In fact, technology and automation processes have been taking over human completed jobs for centuries. For example, switchboard operating, lift operating, meeting scheduling, transport ticket operators and bowling alley pin setters. Even the alarm clock replaced “knocker-uppers“, who used to wake early risers with a truncheon, long stick or even a pea-shooter to strike their windows every morning.

It’s been happening right before our eyes, often imperceptibly, even in the administration and reception industry. Google recently expanded Google Duplex to Australia. Google Duplex is an Artificial Intelligence powered calling service that calls and makes appointments for you, it even sounds like a real human being and understands the nuances of conversation. The below video shows just how real this machine sounds.

Naturally, this instilled some fear into me about the future of my career, which lead me to this website, https://willrobotstakemyjob.com/ – you can enter your specific job title and the machine will let you know how likely your job is to be automated. As expected, my role is doomed!

According to this study: there could be 14 million robots put to work in China alone, within the next 11 years. Adrian Cooper, CEO and Chief Economist at Oxford Economics states that “tens of millions of existing jobs will be lost, with human workers displaced by robots at an increasing rate as robots become steadily more sophisticated.” It is estimated that 20 million manufacturing jobs will be lost to robots by 2030. There are regional vulnerabilities to take into consideration, countries with a high number of manufacturing roles will be most affected, so what does this look like in Australia?

As you can see on the below map, South Australia is our most vulnerable state as it is the heart of Australia’s manufacturing industry, Victoria comes in at a close second with NSW and ACT being the least vulnerable states as manufacturing productivity has improved.

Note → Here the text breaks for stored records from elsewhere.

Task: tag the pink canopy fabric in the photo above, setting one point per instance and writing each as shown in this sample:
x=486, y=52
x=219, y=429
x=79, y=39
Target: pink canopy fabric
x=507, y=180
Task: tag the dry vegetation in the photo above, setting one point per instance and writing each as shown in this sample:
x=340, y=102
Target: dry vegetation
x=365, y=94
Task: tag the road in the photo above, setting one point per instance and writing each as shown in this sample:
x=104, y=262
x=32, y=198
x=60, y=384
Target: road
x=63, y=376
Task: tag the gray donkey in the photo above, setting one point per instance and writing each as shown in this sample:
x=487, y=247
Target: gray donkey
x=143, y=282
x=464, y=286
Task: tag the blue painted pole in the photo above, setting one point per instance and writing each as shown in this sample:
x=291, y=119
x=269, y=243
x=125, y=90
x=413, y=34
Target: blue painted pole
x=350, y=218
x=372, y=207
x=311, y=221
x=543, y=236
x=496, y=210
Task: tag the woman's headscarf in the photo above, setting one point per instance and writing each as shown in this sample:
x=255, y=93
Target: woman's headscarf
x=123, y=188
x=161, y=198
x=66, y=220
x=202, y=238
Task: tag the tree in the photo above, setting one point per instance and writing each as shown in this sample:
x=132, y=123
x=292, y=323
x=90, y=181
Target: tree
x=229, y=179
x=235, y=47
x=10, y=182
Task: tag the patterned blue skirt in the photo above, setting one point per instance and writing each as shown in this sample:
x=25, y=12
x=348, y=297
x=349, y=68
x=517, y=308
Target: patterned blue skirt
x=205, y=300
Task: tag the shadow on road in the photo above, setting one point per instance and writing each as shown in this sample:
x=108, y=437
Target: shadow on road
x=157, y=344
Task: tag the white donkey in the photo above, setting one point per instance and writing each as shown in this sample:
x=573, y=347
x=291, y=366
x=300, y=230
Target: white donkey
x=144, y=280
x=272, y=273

Map of Australia’s most to least vulnerable regions, by Oxford Economics

Everyone seems to have a slightly different opinion on which industries will be most affected by automation and AI. Manufacturing, customer service, transportation, healthcare and data entry are all said to be the most effected. However, maybe we underestimate just how far-reaching the development of this technology will be. Indeed, automation processes long predate the ATMs of the 1990s. With COVID happening, turns towards automation could even increase as robots don’t need to social distance or take sick days!

Perhaps automation has been around for so long that we ourselves are AI that’s been created to power some greater being’s coffee pot! Who knows, either way though I guess the real question is, how do we know we aren’t robots… already automating our jobs? Maybe we’re just programmed to live as real human beings.